Guilty Pleasures, again
Part two (of two, you'll be pleased to learn) of my short list of things that have made me the twisted, immature individual that I am today. In this sense, today's selections speak volumes. Oh yes.
Judge Dredd: The year is 1977. I stand in Newberry's paper shop in Twyford, 10p in my pocket, deciding which comic to buy. There is a new comic on the rack, with a free gift. I buy it, and have enough over for a clutch of ha'penny chews. A bunch of stunning sci-fi stories, including Dan Dare (which pleased my parents greatly), and the promise of a new character the next week. I was in, and the next week Judge Dredd arrived in a hail of bullets. There was another free gift, too.
Dredd was a terrible fascist. Cop, court and executioner all rolled into one on a huge motorbike with a fuck great gun. Absolutely no sense of humour, the man was a death-dealing robot that didn't suffer fool, on the contrary, they got a five-to-ten stretch in the iso-cubes. I was eleven, and, Grud, he was all the role model I needed.
Dredd took on the Robot Wars, the Cursed Earth, evil twin Rico Dredd, Judge Death, Sov-City and lord knows what else, and beat them all without ever once taking his helmet off. I remember a letter the printed in 2000AD on one occasion, suggesting they might want to cast Sylvester Stallone in the title part in a Dredd movie.
Then they made a Dredd movie. With Stallone playing Joe Dredd.
And the bastard took his helmet off. Despite this dreadful faux pas, not to mention a bit of a critical panning from people who didn't quite get it, I actually rather liked the film, as do a fair number of fans. They way was open for a sequel which would have been streets better, but you know how Hollywood doesn't work.
Dredd's still there, locking up perps, and there's whole swathes of comic book story arc I've missed out on. But I grew up on the bastard, and By Stomm, he's still my number one fictional hero type guy.
I have never, ever run a Judge Dredd website.
Grud, I love Judge Dredd.
Blue Peter: It doesn't shame me at all to say that I still watch Blue Peter, and have done so for my entire life.

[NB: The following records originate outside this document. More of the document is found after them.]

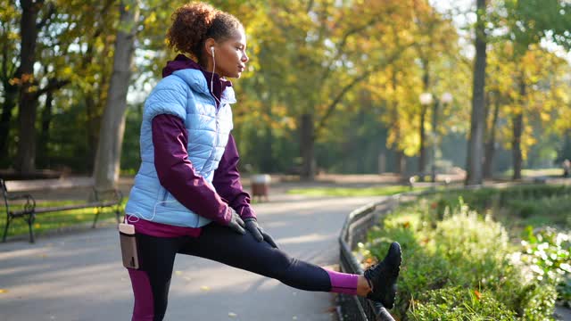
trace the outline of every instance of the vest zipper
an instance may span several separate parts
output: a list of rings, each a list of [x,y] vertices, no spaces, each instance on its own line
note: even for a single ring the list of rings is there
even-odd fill
[[[167,201],[167,196],[169,195],[169,191],[167,191],[166,188],[162,187],[164,189],[164,193],[162,193],[162,202],[166,202]]]

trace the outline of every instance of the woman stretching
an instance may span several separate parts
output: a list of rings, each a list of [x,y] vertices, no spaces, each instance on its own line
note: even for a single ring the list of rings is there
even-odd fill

At the age of five, I was taken to Television Centre by a family friend who worked there to see them making the programme. I was taken up to the studio gallery and watched the backs of John Noakes, Val Singleton and Peter Purves as the programme went out live. I was distinctly non-plussed at this non-event. I didn't even get a Blue Peter badge.

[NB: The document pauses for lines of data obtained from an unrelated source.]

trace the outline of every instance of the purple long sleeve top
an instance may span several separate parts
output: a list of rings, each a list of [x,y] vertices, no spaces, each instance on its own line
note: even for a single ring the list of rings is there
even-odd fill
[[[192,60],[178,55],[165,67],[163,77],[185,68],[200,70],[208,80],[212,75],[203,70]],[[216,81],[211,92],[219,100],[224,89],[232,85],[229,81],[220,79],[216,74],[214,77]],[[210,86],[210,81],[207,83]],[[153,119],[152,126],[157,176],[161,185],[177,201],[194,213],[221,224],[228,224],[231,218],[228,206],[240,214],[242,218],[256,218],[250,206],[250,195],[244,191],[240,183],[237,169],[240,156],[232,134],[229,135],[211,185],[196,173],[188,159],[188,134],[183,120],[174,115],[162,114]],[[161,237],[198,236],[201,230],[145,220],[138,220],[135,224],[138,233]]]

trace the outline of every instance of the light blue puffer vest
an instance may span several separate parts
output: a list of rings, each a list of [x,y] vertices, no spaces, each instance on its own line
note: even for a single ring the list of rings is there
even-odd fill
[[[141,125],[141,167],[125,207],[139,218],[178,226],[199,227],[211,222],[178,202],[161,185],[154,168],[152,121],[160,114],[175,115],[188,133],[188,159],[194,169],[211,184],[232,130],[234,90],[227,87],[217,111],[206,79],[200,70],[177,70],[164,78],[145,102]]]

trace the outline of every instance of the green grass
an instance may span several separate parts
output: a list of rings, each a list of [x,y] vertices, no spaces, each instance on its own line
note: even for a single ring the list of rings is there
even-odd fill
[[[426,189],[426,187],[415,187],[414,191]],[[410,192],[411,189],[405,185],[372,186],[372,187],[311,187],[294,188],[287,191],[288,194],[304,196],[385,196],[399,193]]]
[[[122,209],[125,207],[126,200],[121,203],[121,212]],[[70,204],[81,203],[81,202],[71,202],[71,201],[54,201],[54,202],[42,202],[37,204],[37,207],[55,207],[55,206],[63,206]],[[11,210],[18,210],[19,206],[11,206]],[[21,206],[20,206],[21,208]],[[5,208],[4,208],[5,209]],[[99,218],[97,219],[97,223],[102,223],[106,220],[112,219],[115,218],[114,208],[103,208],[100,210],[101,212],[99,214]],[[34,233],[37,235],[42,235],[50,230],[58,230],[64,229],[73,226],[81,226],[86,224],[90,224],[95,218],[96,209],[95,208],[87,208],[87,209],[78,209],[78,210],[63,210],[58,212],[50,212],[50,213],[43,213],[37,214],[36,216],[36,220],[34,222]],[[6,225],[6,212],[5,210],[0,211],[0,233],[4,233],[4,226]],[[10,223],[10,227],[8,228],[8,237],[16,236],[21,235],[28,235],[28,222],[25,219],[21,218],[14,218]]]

Presenters came and went, advent crowns repeatedly failed to destroy the studio, attempts at Blue Peter sticky-back-plastic-and cardboard makes were never completed, and my dog tried to shag J. Noakes's leg, but my enthusiasm for safe, middle-class children's television never diminished.
Ah Peter Duncan. Leslie Judd. Janet Ellis. Golden days.
And then it all went tits. Mark Curry was the start of a dreadful slippery slope in the mid-eighties that turned the programme into, well, tat. Uninspiring presenters who wanted to celebrities in their own right, and dare I say it - the format just got tired, and it ould have been no surprise if the whole thing folded somewhere in the nineties.
But it didn't. Konnie Huq. Butch Katy Hill. And so on. The programme was back on form, and by God, it will go on forever.
I'm over not getting my Blue Peter badge now. I could have written to them at any time and got one, but it's too late for that. Instead, I badgered the kids until they wrote in and got their own. Scaryduckling's actually got two, and until the evil ebaying hordes spoiled it for everybody, it was saving me a fortune on holiday admission tickets.
And two words to sum up the entire 2006 Blue Peter experience: Zoe Salmon.
God, I love Blue Peter.
Did I mention Arsenal got to the European Cup final last night? Why, yes I did. God, I love the Arsenal.